Johnson made a surprise visit to Ukraine on Friday and met Ukrainian President Volodymyr Zelenskyy. According to the British government, he offered a “major training program for the Ukrainian armed forces” in Kyiv.
According to this, British forces could “train up to 10,000 (Ukrainian) soldiers every 120 days”. award candidate for membership.
Meanwhile, NATO Secretary General Jens Stoltenberg called on the member states of the military alliance not to let up in their support for Ukraine. “We have to prepare for the fact that it could take years,” said Stoltenberg in an interview with “Bild am Sonntag” with a view to the Russian war of aggression. “We must not let up in supporting Ukraine.”
Rising energy and food prices as a result of the Russian war of aggression are “no comparison to the price that Ukrainians have to pay every day with many lives”. If Russian President Vladimir Putin learns from the war “that he can simply carry on as he did after the 2008 war in Georgia and the occupation of Crimea in 2014”, then the NATO states would pay “a much higher price”.
However, Stoltenberg also emphasized that the western defense alliance would not intervene in the fighting. “NATO will continue to support Ukraine in its self-defense, but is not part of the conflict,” he said. “We are helping the country, but we will not send NATO soldiers to Ukraine.”
According to the Secretary General, at the NATO summit in Madrid at the end of the month, the alliance will declare “that Russia is no longer a partner, but a threat to our security, to peace and stability.” China’s rise is also “a challenge to our interests, our values and our security”.
Stoltenberg expects that further Western arms deliveries could decisively change the course of the war. With more “modern weapons” increases the probability “that Ukraine can drive Putin’s troops out of the Donbass again.”
The governor of the Ukrainian Donbass sub-region of Luhansk, Serhiy Hajday, warned of a further escalation of Russian warfare in the region and asked the West for additional weapons. “It’s good that the West is helping us, but it’s too late,” Hajdaj told AFP in an interview. In view of the Russian attacks, there are “no longer any safe places” in the Luhansk region.

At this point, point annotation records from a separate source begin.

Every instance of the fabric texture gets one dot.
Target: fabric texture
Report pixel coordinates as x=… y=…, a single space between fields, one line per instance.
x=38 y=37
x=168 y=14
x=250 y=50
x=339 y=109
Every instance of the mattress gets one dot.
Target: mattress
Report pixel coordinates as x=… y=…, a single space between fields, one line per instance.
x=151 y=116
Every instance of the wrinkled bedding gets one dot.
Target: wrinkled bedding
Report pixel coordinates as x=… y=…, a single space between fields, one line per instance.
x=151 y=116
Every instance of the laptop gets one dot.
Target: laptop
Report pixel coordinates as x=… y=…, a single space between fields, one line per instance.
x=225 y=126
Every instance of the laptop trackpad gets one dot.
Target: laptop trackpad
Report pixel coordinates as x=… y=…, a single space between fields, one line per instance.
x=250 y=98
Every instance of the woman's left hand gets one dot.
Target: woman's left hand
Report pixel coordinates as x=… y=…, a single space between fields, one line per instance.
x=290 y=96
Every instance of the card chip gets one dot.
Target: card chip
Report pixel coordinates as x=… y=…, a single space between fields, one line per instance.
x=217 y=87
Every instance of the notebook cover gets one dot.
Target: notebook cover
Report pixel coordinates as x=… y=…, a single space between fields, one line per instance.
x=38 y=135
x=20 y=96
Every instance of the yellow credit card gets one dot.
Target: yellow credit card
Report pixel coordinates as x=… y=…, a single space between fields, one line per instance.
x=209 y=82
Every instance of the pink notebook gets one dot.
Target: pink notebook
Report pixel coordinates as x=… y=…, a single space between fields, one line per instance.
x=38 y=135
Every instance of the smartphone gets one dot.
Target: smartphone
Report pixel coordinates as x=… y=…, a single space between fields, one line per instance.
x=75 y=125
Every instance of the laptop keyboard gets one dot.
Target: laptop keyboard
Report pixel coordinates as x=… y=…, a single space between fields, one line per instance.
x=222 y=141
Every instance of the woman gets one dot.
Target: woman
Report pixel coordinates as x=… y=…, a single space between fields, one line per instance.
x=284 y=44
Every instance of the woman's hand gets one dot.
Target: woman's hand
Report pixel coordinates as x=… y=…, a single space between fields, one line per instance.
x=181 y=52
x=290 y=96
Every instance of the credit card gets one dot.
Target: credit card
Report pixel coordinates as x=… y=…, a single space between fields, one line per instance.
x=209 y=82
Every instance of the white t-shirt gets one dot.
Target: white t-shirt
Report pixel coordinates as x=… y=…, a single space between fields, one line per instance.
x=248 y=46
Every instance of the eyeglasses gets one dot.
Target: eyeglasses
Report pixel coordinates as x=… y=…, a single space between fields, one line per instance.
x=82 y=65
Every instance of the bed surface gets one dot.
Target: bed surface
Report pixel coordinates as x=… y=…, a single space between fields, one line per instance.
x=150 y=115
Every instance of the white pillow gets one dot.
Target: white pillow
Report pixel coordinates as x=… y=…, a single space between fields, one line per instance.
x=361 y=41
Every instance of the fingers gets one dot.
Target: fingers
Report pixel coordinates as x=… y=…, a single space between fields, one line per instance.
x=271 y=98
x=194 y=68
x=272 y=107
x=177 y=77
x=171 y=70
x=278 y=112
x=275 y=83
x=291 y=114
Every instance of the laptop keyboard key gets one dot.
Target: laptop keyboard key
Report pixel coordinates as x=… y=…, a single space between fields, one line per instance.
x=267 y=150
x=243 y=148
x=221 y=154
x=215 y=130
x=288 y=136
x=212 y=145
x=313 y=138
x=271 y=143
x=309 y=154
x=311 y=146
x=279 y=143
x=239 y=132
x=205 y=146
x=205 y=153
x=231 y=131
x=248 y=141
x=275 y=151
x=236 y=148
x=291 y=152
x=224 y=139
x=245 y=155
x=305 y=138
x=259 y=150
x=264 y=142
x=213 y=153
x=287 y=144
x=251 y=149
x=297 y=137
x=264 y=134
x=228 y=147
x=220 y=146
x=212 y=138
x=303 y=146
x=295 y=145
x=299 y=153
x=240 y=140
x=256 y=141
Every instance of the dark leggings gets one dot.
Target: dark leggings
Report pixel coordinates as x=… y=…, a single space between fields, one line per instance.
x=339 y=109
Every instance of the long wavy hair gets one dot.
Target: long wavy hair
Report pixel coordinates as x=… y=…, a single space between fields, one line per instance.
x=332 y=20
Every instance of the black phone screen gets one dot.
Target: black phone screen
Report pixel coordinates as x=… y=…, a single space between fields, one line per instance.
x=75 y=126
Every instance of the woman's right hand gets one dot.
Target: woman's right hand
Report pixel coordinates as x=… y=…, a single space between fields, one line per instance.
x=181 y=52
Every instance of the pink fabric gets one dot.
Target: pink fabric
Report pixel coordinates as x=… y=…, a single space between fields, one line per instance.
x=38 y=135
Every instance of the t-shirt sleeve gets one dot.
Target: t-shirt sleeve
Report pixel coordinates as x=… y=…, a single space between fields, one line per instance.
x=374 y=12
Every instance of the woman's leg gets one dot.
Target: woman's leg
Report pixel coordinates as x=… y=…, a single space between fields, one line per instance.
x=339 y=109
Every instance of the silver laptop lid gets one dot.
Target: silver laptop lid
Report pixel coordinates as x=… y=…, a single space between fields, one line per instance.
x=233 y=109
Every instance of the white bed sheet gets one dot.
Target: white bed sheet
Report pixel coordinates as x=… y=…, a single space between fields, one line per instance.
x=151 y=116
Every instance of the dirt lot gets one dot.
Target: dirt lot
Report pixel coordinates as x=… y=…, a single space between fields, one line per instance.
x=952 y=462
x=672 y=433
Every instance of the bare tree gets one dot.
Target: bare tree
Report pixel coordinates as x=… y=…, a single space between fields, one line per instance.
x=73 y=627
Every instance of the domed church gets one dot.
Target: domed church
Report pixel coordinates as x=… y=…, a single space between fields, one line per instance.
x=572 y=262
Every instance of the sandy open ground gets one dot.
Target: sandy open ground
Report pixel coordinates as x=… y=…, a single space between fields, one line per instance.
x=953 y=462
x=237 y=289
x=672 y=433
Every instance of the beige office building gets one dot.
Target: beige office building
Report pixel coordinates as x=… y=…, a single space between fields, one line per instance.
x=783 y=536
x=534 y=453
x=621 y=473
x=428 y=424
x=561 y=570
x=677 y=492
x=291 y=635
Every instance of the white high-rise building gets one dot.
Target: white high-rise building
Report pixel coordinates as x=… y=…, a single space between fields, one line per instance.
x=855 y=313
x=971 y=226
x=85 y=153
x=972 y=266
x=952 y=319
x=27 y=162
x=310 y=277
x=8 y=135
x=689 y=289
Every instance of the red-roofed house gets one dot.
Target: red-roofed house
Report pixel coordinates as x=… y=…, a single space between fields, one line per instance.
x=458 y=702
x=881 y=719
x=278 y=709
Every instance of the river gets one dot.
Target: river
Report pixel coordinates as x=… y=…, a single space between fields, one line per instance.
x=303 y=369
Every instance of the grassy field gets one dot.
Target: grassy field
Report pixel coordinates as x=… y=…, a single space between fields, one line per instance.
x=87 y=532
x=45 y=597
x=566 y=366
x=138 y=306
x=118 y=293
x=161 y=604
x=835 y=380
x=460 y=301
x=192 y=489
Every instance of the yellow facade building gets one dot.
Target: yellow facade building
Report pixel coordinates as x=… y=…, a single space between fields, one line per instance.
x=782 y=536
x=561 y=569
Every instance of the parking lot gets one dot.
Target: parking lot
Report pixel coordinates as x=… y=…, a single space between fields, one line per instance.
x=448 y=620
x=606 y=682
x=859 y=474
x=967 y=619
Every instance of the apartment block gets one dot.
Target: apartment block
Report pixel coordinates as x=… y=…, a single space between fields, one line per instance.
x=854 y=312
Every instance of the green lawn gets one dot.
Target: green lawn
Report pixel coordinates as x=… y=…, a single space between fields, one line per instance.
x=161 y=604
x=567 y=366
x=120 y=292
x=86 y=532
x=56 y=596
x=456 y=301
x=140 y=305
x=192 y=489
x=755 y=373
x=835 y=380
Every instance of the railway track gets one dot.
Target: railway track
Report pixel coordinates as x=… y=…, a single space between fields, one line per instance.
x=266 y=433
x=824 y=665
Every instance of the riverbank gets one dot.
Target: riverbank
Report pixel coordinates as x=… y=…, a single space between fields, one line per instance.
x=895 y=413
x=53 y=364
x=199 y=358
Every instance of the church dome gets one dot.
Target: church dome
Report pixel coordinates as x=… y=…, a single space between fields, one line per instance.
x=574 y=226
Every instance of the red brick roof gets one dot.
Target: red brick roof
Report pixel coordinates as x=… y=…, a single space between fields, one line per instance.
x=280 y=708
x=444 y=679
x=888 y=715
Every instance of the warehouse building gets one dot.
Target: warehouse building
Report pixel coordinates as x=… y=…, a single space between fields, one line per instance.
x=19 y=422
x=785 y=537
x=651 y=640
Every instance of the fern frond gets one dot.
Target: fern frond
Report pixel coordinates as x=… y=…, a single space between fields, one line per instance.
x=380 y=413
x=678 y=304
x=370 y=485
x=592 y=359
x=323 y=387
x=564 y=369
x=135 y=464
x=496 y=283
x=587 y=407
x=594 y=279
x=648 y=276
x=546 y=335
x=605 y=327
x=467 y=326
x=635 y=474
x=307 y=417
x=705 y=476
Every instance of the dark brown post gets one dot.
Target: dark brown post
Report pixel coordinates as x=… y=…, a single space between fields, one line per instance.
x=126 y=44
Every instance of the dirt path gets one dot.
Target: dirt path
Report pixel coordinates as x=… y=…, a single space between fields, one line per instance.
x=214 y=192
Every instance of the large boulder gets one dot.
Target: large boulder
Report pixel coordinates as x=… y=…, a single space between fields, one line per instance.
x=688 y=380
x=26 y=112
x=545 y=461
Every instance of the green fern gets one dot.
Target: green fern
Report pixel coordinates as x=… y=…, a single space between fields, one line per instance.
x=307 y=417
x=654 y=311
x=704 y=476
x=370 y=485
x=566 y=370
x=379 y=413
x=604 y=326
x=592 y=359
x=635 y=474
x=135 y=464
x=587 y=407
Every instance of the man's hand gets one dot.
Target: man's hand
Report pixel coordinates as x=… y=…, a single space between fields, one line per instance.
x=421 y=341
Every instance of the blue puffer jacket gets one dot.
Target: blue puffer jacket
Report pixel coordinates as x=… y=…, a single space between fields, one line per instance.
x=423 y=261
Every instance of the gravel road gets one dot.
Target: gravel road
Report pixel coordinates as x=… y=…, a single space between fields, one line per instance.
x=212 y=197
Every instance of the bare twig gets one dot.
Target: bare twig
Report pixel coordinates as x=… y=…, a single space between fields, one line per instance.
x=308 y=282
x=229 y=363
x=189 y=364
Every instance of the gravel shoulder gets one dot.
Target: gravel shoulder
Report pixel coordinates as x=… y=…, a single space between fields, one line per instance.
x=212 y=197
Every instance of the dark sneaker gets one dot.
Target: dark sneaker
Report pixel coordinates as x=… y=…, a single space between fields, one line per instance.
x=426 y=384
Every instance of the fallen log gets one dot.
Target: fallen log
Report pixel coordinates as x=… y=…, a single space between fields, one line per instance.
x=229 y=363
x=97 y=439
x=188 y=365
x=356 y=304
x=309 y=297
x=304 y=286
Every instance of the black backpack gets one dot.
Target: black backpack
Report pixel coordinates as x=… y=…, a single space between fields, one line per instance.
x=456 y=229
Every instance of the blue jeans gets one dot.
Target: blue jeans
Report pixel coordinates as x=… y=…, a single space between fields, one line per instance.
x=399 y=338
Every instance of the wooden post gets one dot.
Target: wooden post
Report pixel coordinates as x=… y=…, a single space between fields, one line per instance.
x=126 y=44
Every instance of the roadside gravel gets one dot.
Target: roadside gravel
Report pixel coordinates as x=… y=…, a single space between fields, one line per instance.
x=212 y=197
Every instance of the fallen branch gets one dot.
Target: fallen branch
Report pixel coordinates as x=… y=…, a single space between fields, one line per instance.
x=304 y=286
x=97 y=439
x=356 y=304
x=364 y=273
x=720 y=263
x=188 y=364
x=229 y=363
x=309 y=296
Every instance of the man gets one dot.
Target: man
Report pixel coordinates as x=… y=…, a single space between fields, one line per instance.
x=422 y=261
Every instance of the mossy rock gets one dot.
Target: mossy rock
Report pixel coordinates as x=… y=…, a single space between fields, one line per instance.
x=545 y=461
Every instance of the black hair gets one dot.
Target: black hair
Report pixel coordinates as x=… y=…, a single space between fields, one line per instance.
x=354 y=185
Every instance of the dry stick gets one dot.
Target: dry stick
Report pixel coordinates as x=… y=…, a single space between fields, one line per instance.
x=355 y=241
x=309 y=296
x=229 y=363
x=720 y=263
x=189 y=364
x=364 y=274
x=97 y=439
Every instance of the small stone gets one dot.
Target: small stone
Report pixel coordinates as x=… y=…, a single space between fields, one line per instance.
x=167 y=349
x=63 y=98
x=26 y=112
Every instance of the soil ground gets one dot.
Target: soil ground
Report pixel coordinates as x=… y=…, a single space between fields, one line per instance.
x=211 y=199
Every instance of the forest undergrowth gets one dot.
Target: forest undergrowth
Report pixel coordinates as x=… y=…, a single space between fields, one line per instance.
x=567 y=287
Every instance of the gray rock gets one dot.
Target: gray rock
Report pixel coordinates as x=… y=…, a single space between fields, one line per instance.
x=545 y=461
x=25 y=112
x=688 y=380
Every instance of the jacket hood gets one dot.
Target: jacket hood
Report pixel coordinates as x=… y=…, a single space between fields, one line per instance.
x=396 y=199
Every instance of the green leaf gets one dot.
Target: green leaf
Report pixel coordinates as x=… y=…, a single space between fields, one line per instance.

Hajdaj called for the supply of “long-range” weapons that must “arrive quickly”. He warned that Russian units could encircle the city of Lysychansk by cutting off supplies from access roads. “It’s theoretically possible. This is a war, anything can happen,” Hajdaj told AFP.
Fighting in the war is currently concentrated in eastern Ukraine’s Donbass region. The situation is particularly dramatic in the strategically important city of Sievjerodonetsk in Luhansk, where the Russian army has been bombing the Azot chemical plant for days. According to Ukrainian sources, there are hundreds of civilians there. The Ukrainian army is currently firing on Russian units from neighboring Lysychansk.
Conditions for civilians in Lysychansk are devastating. There is no cellphone reception in the city, nor access to water and electricity. The remaining civilians cook with campfires and take shelter in basement rooms.
According to Hajdaj, “around ten percent” of the residents are still in the city. “We try to persuade people to leave the city. But some just refuse,” he said.
Hajdaj also admitted that there is a “small proportion” of residents in the Luhansk region who hope that Moscow will build a “Russian world” there. President Volodymyr Zelensky, who had just been elected at the time, had appointed Hajdaj, who was born in Sievjerodonetsk, as governor in 2019.